Today, there are a variety of insurance plans that help people save tax while ensuring wealth creation and providing extended protection – either in the form of life cover or health cover or regular income. The plans include life insurance, health insurance, term insurance, ULIP scheme, and pension plan. Let’s examine their features:
(1) Life Insurance
Life insurance offers a safety net in life. If any untoward incident happens, it takes care of your near and dear. Your premium payments are exempted from tax. Under Section 80C of the Income Tax Act, you can claim a deduction of up to Rs 1.5 lakh on premium paid in a financial year. Further, under Section 10(10D), the maturity amount or the benefits due to accident/ permanent disability or death are tax-free. In addition to tax saving, the policy promises long-term financial gains and extended life cover even after the policy attains maturity.
(2) ULIP
The Unit-Linked Insurance Plan (ULIP) is a combination of insurance and investment. It provides you insurance cover and channelize your investments into market-linked instruments for better returns. ULIP is treated as insurance for taxation purpose and investors can claim tax deduction of up to Rs 1.5 lakh in a fiscal year on premium payments. However, the Long-term Capital Gains Tax is applicable on ULIP at the time of maturity.

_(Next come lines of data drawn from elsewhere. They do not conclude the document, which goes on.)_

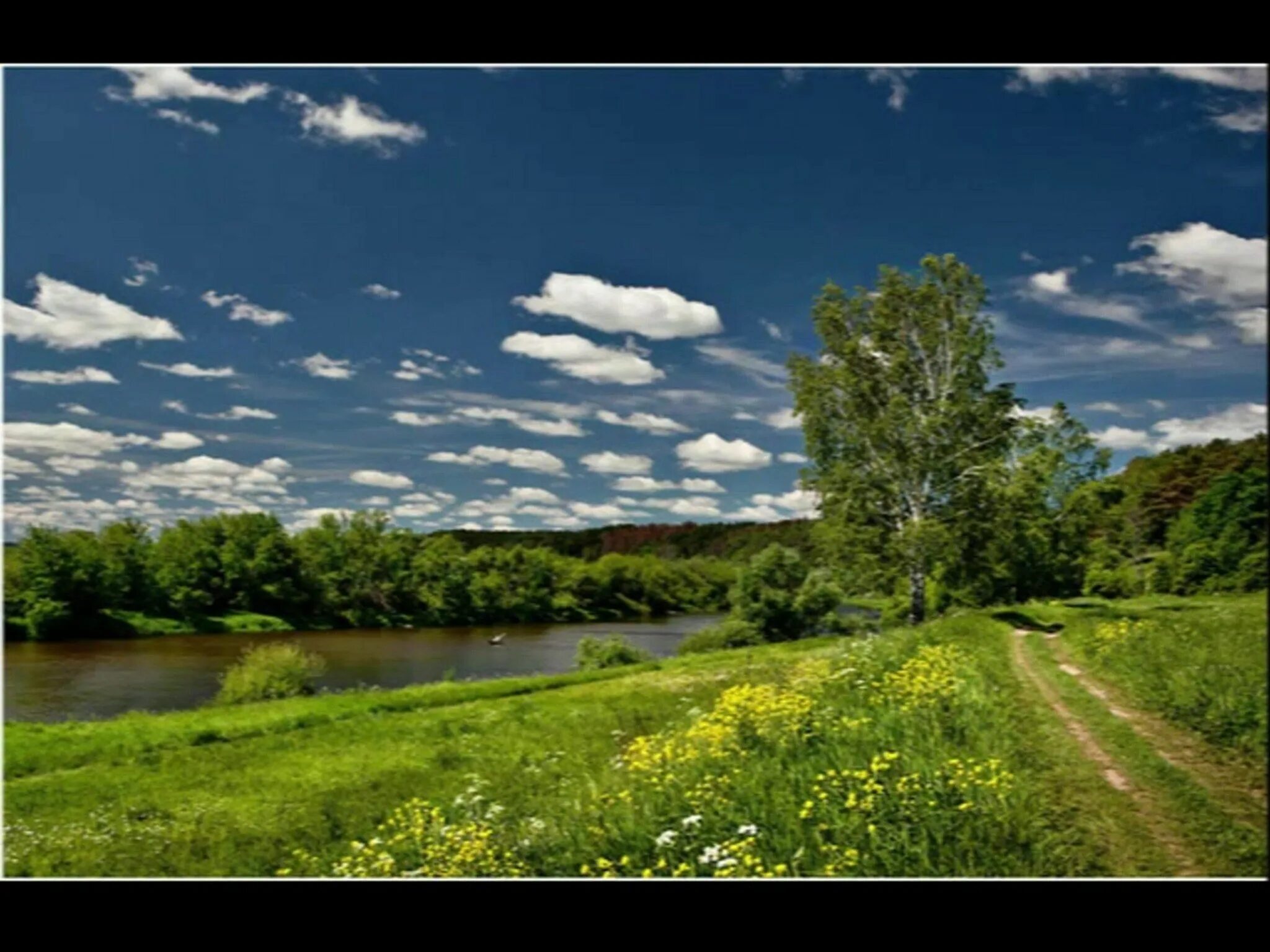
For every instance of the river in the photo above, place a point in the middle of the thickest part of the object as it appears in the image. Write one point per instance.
(56, 681)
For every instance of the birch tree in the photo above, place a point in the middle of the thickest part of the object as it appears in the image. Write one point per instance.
(900, 418)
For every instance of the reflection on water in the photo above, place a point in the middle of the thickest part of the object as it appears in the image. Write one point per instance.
(87, 679)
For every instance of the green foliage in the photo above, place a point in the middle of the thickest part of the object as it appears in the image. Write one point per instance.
(900, 419)
(730, 632)
(270, 673)
(596, 654)
(244, 573)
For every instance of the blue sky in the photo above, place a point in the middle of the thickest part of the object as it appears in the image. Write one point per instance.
(546, 298)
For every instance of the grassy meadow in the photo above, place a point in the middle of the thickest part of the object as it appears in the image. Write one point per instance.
(921, 752)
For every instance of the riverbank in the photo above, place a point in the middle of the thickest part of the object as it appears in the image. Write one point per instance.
(569, 775)
(94, 678)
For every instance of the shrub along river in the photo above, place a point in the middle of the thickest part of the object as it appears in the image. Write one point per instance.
(56, 681)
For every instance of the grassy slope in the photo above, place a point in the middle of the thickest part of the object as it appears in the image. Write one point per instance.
(233, 791)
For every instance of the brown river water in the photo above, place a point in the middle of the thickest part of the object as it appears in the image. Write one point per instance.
(88, 679)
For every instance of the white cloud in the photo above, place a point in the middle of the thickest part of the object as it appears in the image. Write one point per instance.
(897, 81)
(762, 369)
(189, 369)
(68, 318)
(1248, 79)
(658, 314)
(647, 484)
(1236, 421)
(774, 330)
(618, 464)
(177, 439)
(65, 439)
(234, 413)
(713, 454)
(13, 465)
(141, 272)
(1213, 267)
(243, 310)
(520, 459)
(578, 357)
(183, 118)
(353, 122)
(384, 480)
(409, 418)
(648, 423)
(81, 375)
(602, 511)
(329, 367)
(161, 83)
(784, 419)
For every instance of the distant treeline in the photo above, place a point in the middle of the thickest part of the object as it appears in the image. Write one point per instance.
(1186, 521)
(342, 573)
(733, 541)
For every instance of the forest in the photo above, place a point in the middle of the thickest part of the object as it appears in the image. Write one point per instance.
(1189, 521)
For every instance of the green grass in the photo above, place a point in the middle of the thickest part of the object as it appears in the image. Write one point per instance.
(1201, 663)
(550, 770)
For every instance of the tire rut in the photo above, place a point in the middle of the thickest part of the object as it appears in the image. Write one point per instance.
(1143, 803)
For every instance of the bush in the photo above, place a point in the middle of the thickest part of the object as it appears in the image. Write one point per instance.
(732, 632)
(271, 672)
(616, 651)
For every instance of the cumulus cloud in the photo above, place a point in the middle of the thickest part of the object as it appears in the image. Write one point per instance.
(520, 459)
(141, 272)
(898, 83)
(189, 369)
(68, 318)
(329, 367)
(384, 480)
(578, 357)
(713, 454)
(648, 423)
(658, 314)
(618, 464)
(81, 375)
(1236, 421)
(66, 439)
(353, 122)
(161, 83)
(1208, 266)
(243, 310)
(234, 413)
(177, 439)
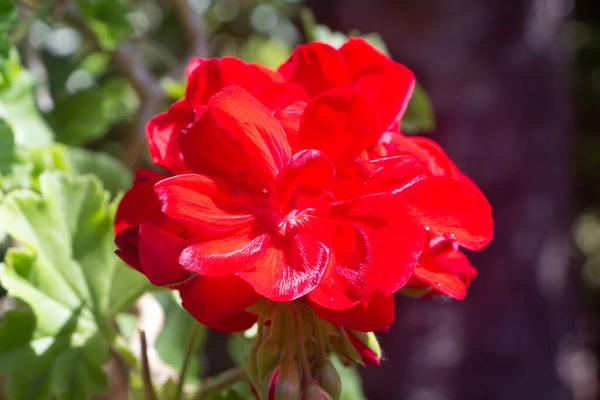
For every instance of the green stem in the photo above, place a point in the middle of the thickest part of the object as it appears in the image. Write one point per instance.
(148, 387)
(220, 382)
(191, 345)
(308, 24)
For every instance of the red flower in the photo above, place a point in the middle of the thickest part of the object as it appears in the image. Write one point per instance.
(319, 67)
(270, 193)
(442, 267)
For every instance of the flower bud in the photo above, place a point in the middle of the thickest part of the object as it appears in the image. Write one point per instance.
(328, 378)
(366, 345)
(267, 354)
(252, 366)
(315, 392)
(283, 382)
(344, 348)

For policies taken after February 2021, the maturity benefits are tax-free if the annual premium payment is less than Rs 2.5 lakh. Moreover, it should not exceed 10% of the sum assured. The death benefits from ULIP are completely tax free.
(3) Health insurance
Under section 80D, premiums paid on health/ medical insurance policies qualify for a tax deduction of up to Rs 25, 000 in a financial year. For senior citizens, the deduction limit is up to Rs 50,000 a year. That is, if you choose a health insurance policy for your family, including parents (aged below 60 years), you can claim tax deductions up to Rs 50,000. If your parents are aged above 60 years, deduction can be up to Rs 75,000. More deductions are allowed if your age crosses 60 or any of your family members has permanent disability or serious illness.
(4) Term life insurance
Term life insurance also enjoys tax benefits under Sections 80C, 10(10D) and 80D. Under Section 80C, deductions of up to Rs 1.5 lakh can be claimed on premium payments. Section 10(10D) exempts tax liability on the insurance amount in the event of insurer’s death. Section 80D allows policy holder to claim tax exemption on premiums paid on health riders attached to the term insurance, such as critical illness cover and in-patient treatment cover, up to Rs 25,000.
(5) Pension Plan
The objective of a pension scheme is to provide a safe and secure retirement life. It helps you draw steady and stable income even after retiring from regular employment. The premiums paid for pension plans enjoy tax exemptions up to Rs 1.5 lakh in a year, under Section 80CCC of the Income Tax Act.
Sections 80CCC and 80CCD allow deductions on investments made in pension schemes. Total deductions permitted under all these sections –Sections 80C, 80CCC and 80CCD(1) – are capped at Rs 1.5 lakh. However, National Pension Scheme (NPS) qualifies for an additional deduction of Rs 50,000 under Section 80CCD(1B).